The IndaPlant Project is an exemplar because it merges plants and robots in a way that creates an automated environment focused on the nurture of the plants. IndaPlant required adapting innovations from computer science and robotics in order to decode the plant-generated bio-information, and model solutions that allowed the plant-robots to seek sunlight and water. The floraborgs (plant robots) developed in the project could allow for automated biodomes that would benefit plants and humans alike. This project presents promising advances for sustainable agriculture.

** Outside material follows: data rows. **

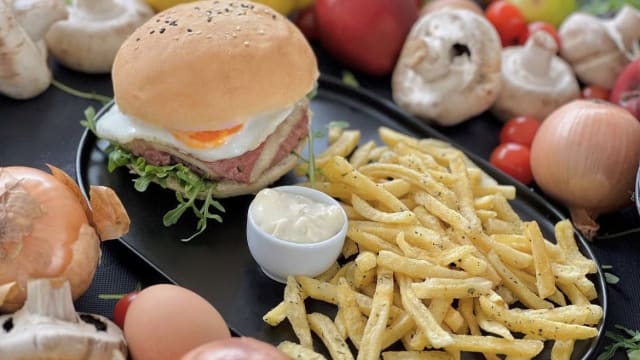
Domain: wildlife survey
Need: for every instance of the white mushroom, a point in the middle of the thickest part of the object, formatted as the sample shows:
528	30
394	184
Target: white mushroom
89	39
599	49
535	81
449	67
48	327
24	72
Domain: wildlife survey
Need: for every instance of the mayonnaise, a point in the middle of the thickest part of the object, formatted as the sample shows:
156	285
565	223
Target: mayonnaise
295	218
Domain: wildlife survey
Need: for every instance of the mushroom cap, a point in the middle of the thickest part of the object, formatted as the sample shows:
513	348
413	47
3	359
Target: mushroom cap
451	57
589	48
535	81
90	38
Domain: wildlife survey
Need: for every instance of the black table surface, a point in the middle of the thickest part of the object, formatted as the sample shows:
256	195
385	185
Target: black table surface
46	129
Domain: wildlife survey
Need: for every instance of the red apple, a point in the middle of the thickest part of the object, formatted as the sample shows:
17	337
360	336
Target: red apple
365	34
626	91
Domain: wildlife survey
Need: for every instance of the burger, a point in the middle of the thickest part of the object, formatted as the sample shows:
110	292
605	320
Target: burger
211	100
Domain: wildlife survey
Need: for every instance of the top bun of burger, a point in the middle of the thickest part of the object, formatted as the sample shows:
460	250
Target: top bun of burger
209	65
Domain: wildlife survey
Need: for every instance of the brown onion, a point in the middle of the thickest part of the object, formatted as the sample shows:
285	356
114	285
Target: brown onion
585	155
46	231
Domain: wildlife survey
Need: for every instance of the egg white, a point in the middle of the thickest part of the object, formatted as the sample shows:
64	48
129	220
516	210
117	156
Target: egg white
118	127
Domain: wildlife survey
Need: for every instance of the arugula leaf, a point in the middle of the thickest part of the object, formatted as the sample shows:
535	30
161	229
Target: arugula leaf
349	79
630	344
610	278
311	160
89	119
190	186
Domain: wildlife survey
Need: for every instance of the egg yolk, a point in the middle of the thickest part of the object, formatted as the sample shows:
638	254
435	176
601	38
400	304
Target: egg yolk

The IndaPlant Project: An Act Of Trans-Species Giving—originally beginning as a collaboration between the myself and the engineer Dr. Qingze Zou—is designed to facilitate the free movement and metabolic function of ordinary houseplants. In this effort, we have have successfully created a floraborg, a term we coined to describe an entity that is part plant and part robot. This work has recently led to the creation of a larger team which now includes the biologist Dr. Simeon Kotchoni and the computer scientist Dr. Ahmed Elgammal. Our group is currently working on the creation of a floraborg biocyber interface. Addressing the super sensory capacities of plants, this interface allows humans to decipher plant-based information on ecosystem health, the effects of climate change and air pollution. In this capacity, the IndaPlant may allow us to model and support environments that are able to sustain humans and plants alike. A video of the current project plant community can be viewed at https://vimeo.com/90457796.
At the project’s inception, I initially intended to mount the plants on light-seeking Brattenberg vehicles. Originally created through a series of thought exercises by the Italian/Australian Cyberneticist Valentino Brattenberg, these simple vehicles utilize a basic schematic for attraction and avoidance. Once the IndaPlant team began considering the possibilities inherent in the creation of a floraborg however, we realized that we could instead wire the vehicle through an Arduino board. This current configuration not only allows for species-specific programming but also supports simple adaptive behavior, in the form of machine learning. The current IndaPlant community consists of three data-sharing, light-sensing, robotic vehicles, each of which can respond to the needs of a potted plant by moving it around in three-dimensional space in search of sunlight and water.